The “critical” reception of Humans of New York

Because of the existence of Humans of New York, faces are striking me as more beautiful than ever. *All* faces. And to that end, for the past month or so since I first encountered HONY, the true beauty of genetic science and the similarly pulchritudinous coexistence of sameness amidst our human variation fills me with a renewed appreciation for being one among many billions. An embodied understanding of the notion “that which makes us different makes us ever more alike.”

I offer this as more than merely observation or correlation; this is direct causation, never mind that this was a (self)study with an N of 1.

I had started a different blog post to the same effect, that delved more deeply into the fairly wondrous sensation that accompanies the moment when our view of the world shifts ever so slightly, but enough to awe us; when something helps us to make the familiar strange. The human face, I’ve been saying to myself and shaking my head in amazement. So simple, an incredible canvas, the original cartographic instrument.

But an update on my Facebook wall today has redirected this HONY-related post. Brandon Stanton, the guy who is behind many hundreds of thousands of people’s daily delights of the photographic variety, shared the following thoughts in partial response to a frustrating trend that this HONY appreciator has been noticing as well:

Brandon invites the audience to “make HONY different than the rest of the internet.” A provocative surmise, not least of all because such a project could not exist were it not for the internet. Yet his plea is not without foundation. Can a space that, especially once it is in the public domain, no longer belongs to one or a few people still retain any sense of an “original” mission or purpose? Is the democratic impetus incongruous with eviction and banning? Can Brandon just be a guy taking photos and posting them for the world’s enjoyment? (I suspect that the answer to that last question, at least, is no.)

There is safety in numbers, the saying goes, but greater numbers also bring about unforeseen challenges; numbers increase audience, increase others’ awareness where once upon a time a project like HONY enjoyed relative anonymity — or at the very least a dedicated, like-minded audience. In art, such as the Humans of New York project, as in other aspects of life, there appears to be no shortage of people who have made their way as a path of opposition — to others, to ideas, to whole populations. And too often, this opposition is given credibility as being “critical.” Perhaps this is critical of me, but criticality strikes me as an orientation that ought to be more fully immersed in the practices of seeing and looking and observing and unknowing. Of what is one being critical? That is, to merely assert someone is [fill-in-the-blank]-ist, does little “work in the world” other than maybe to advance the visibility of the one who makes such assertions.

Can we identify and describe things using language other than what we might normally use? Or view things from perspectives other than the ones we rely on without much thinking?
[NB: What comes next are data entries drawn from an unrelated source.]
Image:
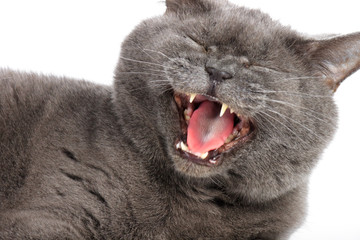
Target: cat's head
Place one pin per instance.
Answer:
(272, 87)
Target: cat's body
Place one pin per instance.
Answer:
(82, 161)
(74, 171)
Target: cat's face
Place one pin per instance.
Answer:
(234, 95)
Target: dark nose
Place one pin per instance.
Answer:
(217, 75)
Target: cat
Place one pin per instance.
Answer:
(216, 118)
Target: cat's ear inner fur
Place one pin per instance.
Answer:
(334, 59)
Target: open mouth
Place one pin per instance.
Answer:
(209, 128)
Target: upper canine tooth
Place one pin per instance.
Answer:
(192, 97)
(223, 109)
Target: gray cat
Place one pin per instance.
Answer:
(216, 118)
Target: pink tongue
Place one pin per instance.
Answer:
(207, 130)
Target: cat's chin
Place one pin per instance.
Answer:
(241, 130)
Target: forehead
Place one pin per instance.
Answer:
(235, 29)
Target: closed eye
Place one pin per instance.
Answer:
(203, 46)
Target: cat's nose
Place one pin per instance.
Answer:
(217, 75)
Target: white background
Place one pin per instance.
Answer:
(82, 39)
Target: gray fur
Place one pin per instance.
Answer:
(83, 161)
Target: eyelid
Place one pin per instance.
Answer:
(198, 43)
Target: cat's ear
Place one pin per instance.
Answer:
(334, 59)
(182, 7)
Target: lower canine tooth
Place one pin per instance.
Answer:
(184, 147)
(203, 156)
(223, 109)
(192, 97)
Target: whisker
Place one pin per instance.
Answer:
(291, 93)
(284, 125)
(296, 107)
(146, 73)
(298, 123)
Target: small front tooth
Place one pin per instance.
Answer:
(223, 109)
(192, 97)
(204, 155)
(184, 147)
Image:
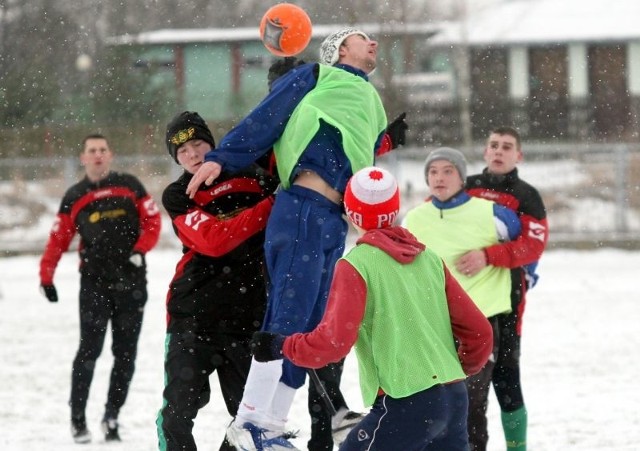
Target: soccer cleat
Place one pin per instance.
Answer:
(110, 429)
(249, 437)
(79, 430)
(342, 422)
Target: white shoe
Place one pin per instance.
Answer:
(342, 422)
(79, 431)
(249, 437)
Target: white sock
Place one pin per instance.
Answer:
(282, 401)
(259, 392)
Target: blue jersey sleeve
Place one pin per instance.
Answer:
(256, 134)
(510, 220)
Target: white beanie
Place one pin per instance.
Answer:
(372, 198)
(330, 48)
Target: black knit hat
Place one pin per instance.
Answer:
(184, 127)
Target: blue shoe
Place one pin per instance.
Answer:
(249, 437)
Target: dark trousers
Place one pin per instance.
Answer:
(189, 361)
(478, 389)
(101, 302)
(321, 437)
(433, 419)
(502, 371)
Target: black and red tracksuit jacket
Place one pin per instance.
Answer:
(219, 283)
(113, 217)
(523, 253)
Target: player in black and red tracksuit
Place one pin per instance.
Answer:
(217, 297)
(500, 182)
(118, 223)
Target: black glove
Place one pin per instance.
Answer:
(397, 131)
(266, 346)
(136, 259)
(50, 292)
(281, 67)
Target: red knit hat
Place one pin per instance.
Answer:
(372, 198)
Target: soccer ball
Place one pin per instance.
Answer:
(285, 29)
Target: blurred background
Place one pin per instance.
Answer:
(566, 74)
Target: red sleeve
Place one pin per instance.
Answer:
(385, 145)
(470, 327)
(150, 224)
(525, 249)
(60, 238)
(338, 331)
(214, 237)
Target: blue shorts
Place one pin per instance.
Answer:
(304, 239)
(433, 419)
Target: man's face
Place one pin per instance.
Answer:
(96, 157)
(191, 154)
(502, 154)
(444, 180)
(360, 52)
If there is disagreement about characterization in the HONY portraits, for example, can one wonder about Brandon’s use of wording in his captions from a generous position? (What I would really love is to replace all of the anxiety-laden, content-thin but testing-heavy curricula in schools with ample opportunities for young people to **really** ask questions and pursue inquiries that begin with “I wonder why…” and “What happens when…” and “In what ways…” — these are questions that stay at the point of description, linger in the phase of noticing, instead of leaping to conclusions.)

I will continue to delight in the portraits, even when the captions — that are very often insightful themselves — fall somewhat short of my expectations; I will ease my expectations to prevent hypocritical slippage; and when I do find myself starting to make claims or assumptions about this or that, I’ll look again at the photo and wonder instead about the stories and situations that led to its existence. There’s a different sort of criticality that grows in the forest of narratives. That is where you’ll find me.